The Consumer Price Index (CPI) was unchanged last month after advancing 1.3% in June, the Labor Department said on Wednesday in a closely watched report that nevertheless showed underlying inflation pressures remain elevated as the Federal Reserve mulls whether to embrace another super-sized interest rate hike in September.
Economists polled by Reuters had forecast a 0.2% rise in monthly CPI in July on the heels of a roughly 20% drop in the cost of gasoline. Prices at the pump spiked in the first half of this year due to the war in Ukraine, hitting a record-high average of more than $5 per gallon in mid-June, according to motorist advocacy group AAA.

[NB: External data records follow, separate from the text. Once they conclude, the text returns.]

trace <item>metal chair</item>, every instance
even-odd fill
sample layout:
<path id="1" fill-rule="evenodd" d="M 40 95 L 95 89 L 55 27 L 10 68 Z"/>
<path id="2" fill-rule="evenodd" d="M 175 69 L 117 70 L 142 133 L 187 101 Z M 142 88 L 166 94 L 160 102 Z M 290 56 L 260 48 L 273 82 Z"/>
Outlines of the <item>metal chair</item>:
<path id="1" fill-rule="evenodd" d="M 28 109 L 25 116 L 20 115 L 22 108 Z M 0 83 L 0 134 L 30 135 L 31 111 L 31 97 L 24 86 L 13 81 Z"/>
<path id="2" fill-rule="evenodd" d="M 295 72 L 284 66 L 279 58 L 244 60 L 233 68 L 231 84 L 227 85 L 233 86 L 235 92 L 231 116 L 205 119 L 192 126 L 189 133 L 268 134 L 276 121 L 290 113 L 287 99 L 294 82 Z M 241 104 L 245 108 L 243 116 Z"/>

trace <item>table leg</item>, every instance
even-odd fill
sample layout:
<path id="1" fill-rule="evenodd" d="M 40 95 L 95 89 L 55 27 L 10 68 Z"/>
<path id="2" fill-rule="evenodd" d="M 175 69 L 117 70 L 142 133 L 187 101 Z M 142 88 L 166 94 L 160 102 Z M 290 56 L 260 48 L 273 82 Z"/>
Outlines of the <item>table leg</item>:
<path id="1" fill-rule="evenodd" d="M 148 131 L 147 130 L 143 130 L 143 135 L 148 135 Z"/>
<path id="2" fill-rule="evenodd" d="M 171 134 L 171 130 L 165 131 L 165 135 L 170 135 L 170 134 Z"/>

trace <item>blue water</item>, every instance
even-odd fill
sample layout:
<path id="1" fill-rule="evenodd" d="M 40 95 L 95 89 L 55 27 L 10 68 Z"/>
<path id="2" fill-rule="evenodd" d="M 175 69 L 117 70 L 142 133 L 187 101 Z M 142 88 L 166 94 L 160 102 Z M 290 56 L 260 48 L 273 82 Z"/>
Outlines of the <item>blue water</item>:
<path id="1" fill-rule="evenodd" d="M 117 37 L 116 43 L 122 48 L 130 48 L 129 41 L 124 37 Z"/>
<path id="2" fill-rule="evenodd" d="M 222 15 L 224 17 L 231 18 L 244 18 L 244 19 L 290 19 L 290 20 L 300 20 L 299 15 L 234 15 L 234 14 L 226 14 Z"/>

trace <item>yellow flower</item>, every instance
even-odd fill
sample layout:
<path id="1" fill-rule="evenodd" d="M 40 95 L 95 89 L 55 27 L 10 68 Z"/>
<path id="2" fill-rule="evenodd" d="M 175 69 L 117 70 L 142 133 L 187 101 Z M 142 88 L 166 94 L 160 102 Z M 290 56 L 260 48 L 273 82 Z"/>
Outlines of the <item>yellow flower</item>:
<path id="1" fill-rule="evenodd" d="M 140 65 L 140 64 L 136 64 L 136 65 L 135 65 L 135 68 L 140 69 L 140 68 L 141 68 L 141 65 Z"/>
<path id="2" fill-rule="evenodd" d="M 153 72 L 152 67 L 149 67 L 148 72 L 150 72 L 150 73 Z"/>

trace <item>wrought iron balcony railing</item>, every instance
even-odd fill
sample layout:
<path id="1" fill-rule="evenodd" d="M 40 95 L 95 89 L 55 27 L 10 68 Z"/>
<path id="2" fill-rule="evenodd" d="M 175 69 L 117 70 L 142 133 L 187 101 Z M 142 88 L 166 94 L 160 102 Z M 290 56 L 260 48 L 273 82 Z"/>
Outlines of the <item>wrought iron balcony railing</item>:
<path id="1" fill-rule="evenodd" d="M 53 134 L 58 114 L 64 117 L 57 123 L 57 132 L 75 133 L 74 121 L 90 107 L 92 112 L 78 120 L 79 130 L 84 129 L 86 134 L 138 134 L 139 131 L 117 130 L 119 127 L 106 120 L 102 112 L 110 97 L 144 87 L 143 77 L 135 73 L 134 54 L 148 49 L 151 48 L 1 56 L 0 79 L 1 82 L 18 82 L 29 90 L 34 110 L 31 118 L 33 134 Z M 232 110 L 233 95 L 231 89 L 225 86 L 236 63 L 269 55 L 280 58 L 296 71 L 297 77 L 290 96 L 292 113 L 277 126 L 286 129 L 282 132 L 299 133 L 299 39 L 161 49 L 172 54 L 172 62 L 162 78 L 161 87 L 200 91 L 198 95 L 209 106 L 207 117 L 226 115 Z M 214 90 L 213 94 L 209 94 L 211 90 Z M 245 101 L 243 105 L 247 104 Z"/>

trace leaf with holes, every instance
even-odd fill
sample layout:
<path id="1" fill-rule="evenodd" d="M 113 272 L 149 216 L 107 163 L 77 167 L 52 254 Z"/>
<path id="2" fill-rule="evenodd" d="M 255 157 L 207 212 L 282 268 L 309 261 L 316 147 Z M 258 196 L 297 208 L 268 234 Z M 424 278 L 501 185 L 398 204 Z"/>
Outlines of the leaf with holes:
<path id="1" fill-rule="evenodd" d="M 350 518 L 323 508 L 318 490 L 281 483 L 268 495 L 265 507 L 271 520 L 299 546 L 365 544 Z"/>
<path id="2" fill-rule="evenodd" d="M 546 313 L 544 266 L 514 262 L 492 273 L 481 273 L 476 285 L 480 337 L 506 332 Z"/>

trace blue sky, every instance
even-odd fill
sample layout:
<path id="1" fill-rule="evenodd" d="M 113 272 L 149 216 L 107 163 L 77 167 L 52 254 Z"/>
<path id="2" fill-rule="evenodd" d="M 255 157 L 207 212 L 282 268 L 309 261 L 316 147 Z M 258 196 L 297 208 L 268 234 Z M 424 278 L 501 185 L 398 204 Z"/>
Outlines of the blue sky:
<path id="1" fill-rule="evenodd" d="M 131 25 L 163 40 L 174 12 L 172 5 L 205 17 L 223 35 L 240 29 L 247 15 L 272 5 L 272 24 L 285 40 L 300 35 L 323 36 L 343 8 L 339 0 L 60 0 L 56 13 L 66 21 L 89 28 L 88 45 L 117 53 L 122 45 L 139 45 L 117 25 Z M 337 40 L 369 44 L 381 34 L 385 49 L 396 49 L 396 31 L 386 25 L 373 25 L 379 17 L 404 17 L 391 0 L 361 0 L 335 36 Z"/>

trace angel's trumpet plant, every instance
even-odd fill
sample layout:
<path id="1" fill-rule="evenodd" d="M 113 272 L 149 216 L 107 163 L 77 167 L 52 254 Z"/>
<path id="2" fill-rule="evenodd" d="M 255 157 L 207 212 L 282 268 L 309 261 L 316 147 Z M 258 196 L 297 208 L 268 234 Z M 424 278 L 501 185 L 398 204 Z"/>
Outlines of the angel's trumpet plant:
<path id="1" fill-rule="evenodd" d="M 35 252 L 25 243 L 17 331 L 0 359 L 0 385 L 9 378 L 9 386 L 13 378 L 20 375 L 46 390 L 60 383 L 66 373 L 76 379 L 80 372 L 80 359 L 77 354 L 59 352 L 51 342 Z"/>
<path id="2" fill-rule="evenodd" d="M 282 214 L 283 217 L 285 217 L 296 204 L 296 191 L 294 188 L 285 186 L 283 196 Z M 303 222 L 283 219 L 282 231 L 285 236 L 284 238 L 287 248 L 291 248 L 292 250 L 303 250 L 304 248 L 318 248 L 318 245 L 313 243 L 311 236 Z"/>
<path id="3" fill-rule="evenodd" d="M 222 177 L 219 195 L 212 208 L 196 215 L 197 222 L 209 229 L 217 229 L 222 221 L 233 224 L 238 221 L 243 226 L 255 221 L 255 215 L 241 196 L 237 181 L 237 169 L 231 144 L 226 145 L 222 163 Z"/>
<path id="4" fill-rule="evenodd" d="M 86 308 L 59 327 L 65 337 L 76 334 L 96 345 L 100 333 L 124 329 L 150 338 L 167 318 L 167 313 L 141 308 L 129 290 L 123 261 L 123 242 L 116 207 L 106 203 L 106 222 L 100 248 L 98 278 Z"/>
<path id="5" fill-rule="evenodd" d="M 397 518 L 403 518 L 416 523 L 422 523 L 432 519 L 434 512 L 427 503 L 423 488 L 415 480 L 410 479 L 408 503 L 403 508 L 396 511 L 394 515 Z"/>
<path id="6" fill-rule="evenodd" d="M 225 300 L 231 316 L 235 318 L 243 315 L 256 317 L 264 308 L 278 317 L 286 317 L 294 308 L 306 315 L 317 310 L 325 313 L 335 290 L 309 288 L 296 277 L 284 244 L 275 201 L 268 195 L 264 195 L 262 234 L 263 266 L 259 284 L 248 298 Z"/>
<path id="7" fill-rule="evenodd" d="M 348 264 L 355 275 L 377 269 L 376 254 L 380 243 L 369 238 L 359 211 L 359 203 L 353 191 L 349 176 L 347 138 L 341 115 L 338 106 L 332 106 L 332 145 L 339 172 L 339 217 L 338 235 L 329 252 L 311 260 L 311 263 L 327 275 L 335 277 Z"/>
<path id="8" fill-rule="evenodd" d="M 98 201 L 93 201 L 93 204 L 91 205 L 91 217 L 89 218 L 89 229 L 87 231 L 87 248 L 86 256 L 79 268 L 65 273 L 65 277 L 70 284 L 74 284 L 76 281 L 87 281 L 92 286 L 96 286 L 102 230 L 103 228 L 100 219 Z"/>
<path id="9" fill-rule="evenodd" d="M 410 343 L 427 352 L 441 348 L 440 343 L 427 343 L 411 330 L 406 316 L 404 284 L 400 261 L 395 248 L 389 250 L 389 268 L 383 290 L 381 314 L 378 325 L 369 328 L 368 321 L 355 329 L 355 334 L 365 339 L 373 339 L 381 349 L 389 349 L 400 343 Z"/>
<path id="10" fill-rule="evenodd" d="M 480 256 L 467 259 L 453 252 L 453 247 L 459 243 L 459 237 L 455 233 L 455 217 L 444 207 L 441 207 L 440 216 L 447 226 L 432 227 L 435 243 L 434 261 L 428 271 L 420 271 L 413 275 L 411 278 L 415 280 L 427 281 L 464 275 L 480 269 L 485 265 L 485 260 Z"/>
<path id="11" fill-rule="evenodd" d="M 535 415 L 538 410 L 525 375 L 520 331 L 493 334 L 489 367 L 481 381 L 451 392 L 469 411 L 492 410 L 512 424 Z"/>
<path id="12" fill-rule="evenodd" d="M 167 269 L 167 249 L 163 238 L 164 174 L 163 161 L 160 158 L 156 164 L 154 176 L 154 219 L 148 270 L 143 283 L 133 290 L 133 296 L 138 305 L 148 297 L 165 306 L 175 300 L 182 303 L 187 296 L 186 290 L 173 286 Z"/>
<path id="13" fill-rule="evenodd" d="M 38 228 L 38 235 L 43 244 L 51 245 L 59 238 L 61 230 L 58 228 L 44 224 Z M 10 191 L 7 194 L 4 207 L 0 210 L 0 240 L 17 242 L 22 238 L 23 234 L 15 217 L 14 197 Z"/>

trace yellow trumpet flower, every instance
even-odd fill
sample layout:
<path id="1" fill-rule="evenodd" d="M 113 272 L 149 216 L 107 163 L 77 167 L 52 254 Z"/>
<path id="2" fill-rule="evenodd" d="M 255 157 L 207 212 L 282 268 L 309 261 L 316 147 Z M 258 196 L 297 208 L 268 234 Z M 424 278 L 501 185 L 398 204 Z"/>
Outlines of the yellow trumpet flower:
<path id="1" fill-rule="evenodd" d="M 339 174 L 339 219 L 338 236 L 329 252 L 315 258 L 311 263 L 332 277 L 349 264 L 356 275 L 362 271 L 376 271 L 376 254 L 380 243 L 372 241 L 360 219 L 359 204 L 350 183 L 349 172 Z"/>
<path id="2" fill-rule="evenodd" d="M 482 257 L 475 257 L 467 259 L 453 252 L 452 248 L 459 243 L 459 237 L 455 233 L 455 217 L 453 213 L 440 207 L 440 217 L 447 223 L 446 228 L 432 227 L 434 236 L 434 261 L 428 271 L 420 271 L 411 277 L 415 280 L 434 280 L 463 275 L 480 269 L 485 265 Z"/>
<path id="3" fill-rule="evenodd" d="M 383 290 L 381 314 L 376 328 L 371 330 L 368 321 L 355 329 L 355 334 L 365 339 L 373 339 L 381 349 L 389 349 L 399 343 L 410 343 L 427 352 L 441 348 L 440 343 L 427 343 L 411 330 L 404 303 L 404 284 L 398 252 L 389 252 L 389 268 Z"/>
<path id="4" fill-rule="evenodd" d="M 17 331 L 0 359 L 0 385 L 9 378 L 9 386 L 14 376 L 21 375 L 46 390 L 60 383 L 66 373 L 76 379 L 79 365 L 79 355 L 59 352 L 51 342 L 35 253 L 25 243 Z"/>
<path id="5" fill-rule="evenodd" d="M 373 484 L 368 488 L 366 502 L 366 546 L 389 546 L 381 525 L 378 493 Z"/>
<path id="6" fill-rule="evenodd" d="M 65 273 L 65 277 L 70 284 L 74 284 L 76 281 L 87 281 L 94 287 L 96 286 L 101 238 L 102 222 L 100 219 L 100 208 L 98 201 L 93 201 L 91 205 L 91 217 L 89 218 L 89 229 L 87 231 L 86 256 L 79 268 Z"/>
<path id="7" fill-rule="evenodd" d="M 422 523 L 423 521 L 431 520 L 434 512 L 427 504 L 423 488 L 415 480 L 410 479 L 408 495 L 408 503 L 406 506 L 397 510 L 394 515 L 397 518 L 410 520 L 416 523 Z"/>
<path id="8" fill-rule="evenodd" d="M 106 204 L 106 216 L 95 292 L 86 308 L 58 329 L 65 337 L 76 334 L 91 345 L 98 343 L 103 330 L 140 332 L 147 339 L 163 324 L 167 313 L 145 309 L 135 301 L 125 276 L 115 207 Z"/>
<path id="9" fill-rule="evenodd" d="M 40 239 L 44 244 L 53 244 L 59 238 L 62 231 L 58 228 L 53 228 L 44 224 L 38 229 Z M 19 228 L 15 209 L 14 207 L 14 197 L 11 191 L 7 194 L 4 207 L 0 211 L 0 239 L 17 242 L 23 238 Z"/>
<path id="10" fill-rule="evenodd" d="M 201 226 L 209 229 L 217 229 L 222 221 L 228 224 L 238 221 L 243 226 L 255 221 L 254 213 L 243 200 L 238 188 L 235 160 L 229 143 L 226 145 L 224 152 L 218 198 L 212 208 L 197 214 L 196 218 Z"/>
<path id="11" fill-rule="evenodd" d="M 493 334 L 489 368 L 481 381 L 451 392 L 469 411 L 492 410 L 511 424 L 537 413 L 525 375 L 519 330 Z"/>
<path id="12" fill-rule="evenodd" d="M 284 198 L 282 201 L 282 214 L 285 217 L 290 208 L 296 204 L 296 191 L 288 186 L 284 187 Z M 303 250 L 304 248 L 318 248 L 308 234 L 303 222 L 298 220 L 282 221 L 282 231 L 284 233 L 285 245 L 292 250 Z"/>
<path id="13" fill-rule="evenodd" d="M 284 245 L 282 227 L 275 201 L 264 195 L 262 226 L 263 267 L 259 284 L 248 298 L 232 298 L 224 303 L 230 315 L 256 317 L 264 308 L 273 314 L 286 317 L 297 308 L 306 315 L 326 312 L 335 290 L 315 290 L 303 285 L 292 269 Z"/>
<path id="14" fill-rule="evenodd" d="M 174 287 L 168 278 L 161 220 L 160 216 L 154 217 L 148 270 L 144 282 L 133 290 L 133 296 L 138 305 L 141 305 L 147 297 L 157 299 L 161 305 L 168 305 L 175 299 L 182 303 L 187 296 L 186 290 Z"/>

But the Fed has indicated that several monthly declines in CPI growth will be needed before it lets up on the increasingly aggressive monetary policy tightening it has delivered to tame inflation currently running at four-decade highs.
U.S. consumer prices have been surging due to a number of factors, including snarled global supply chains, massive government stimulus early in the COVID-19 pandemic and Russia's invasion of Ukraine.
Food is one component of the CPI that remained elevated in July, rising 1.1% last month after climbing 1.0% in June.
In the 12 months through July, the CPI increased by a weaker-than-expected 8.5% following a 9.1% rise in June.Underlying inflation pressures, which exclude volatile food and energy components, also showed some encouraging signs.
The so-called core CPI rose 0.3% in July after climbing 0.7% in June, but increased 5.9% in the 12 months through July, the same pace as in June.
Inflation in the cost of rent and owners' equivalent rent of primary residence, which is what a homeowner would receive from renting a home, held almost steady last month. Shelter costs comprise about 40% of the core CPI measure.